The two Reapers walked away from the stand
of huts so their talking would not bother the villagers trying to sleep. Though
the moon had set, neither needed a torch to light their way for their eyesight
was as keen as a wolf’s in the darkness. It was to the waterfall they went.
Sitting down side by side on a broad, flat rock, they stared out over the
water. Neither spoke for a long time. Finally it was Tariq who broke the
silence.

“From the dawning of time when man awoke to
find a rib missing and a woman lying at his side, it has been the duty and the
obligation of the male to protect the female, to care for her, to provide for
her, to give her children. It has been the female’s task to care for her mate,
to keep his hut, to bear his children and to give him the pleasure of her body.
Traditionally, she is the weaker, he the stronger, and it is his will that is
done.”

Tariq said nothing for a few minutes as he
let his companion absorb those words. When he spoke again, he drew one leg up
and rested his wrist upon his knee.

“Now consider the Amazeen,” he said. “They
are a race of women who believe it was not they who came second into creation
but that they were here first, life having been breathed into them by the
goddess. The first man came from woman’s womb as a child to be led and taught
and controlled. Because they believe males are inferior, the Amazeen bow to no
man. They are fierce warrior women and are deadly, capable fighters. They
capture and enslave men of other races and think nothing of castrating them if
the mood strikes. They think nothing of cutting off their breast to enhance
their ability to pull a bow. What man—I ask you—would cut off one of his balls
to better wield a sword? Amazeens make formidable enemies.”

Once again Tariq fell silent to allow Ailyn
to think about what he’d said.

“Are you telling me I should go back with
her to Riezell?”

Tariq turned his attention to Ailyn. “No
man can tell you what to do, my friend. You are a Reaper. You will do what you
wish to do.”

“What if I don’t know what I want to do?”
Ailyn challenged.

The Prime Reaper smiled knowingly. “The
moment you looked into her eyes, you knew she was destined to be your mate. You
felt the pull toward her. You felt what my people call the
eolach
, the
knowing. The moment you put hands to her, she was yours and you were hers.” He
laid a hand on Ailyn’s shoulder. “You will not be able to allow her to leave
Theristes and return to her world without you. She cannot stay here for she has
a destiny on Riezell. You cannot ask her to put aside her desires, her beliefs
and her goals simply because you are the male and she is the female. That might
work with a Riezellian woman but I can promise you it will not work with an
Amazeen.”

“I don’t want to go back to Riezell,” Ailyn
stated.

“I know this but I also know it will be
hell for you here without her, a hell much worse than anything to be found in
the laboratories on Riezell-Nine.” Tariq’s hand tightened on Ailyn’s shoulder.
“You know Reapers mate for life and no matter where you are or where she is,
there too will your heart strive to be. It is a miserable existence when your
heart is separated from hers. It is a misery I do not want you to ever know,
Ailyn.”

“We have not mated yet,” Ailyn said.

“Aye, but you have,” Tariq said, and when
Ailyn would have protested, the Prime Reaper moved his hand from the younger
man’s shoulder to over Ailyn’s heart. “You have mated here, my friend. She is
yours and you have claimed her as such. You will no more allow another man to
touch her now than you would willingly put your neck in the lunette of a
guillotine.” He patted Ailyn’s chest twice then removed his hand, got up and
headed back to his pallet and the woman whose sweet body waited for his.

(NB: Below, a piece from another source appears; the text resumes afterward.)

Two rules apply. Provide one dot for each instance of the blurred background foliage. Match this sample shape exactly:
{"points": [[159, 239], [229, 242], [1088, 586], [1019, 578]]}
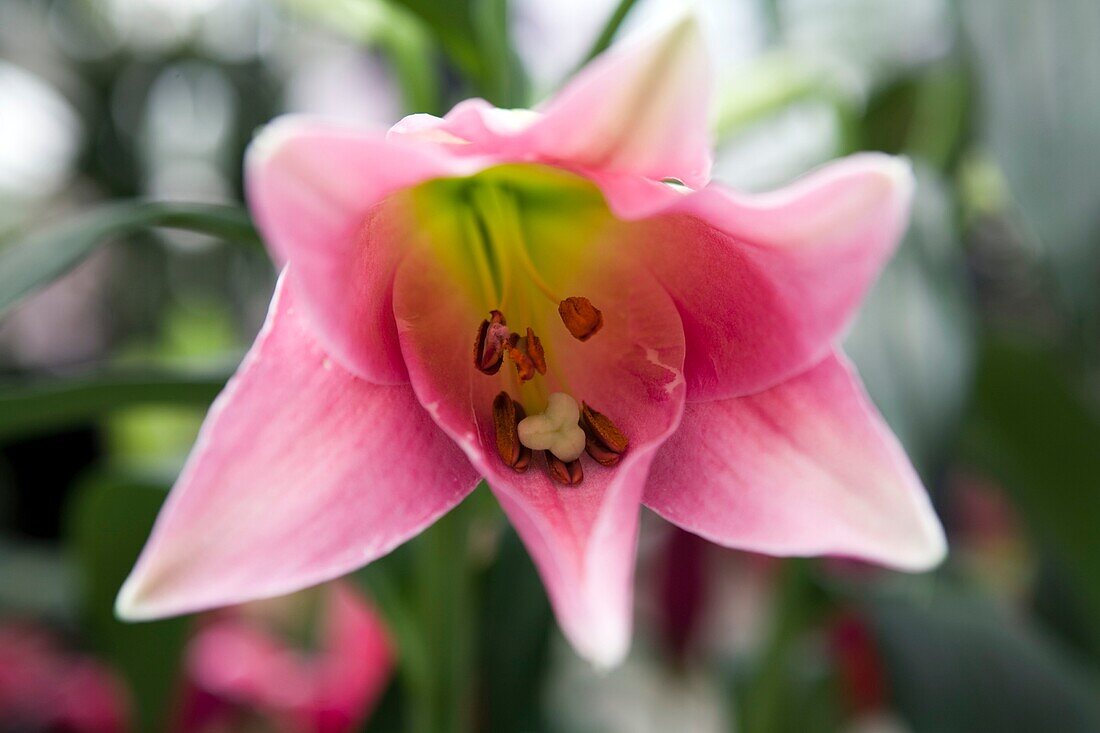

Ailyn was still sitting there beside the
waterfall as the first fingers of dawn stretched toward the heavens. Weary and
no closer to making a decision than he had been during his vigil beside the
waterfall, he went back to Tariq’s hut and entered the room set aside for
Shanee and him. His lady was lying with her back to the door as he slipped onto
the pallet beside her and put his arm over her, drawing her to him. The moment
her body touched his, the decision was made.

“I missed you,” she said. “I don’t like
being apart from you.”

“Nor I from you,” he said, his warm breath
tickling the hairs at the base of her neck.

“Then what are we going to do about it,
ehemann
?”
she asked.

“We,” he said, yawning before he could
continue, “are going to go back to Riezell.”

She turned over beneath his arm and met his
gaze. “Truly?”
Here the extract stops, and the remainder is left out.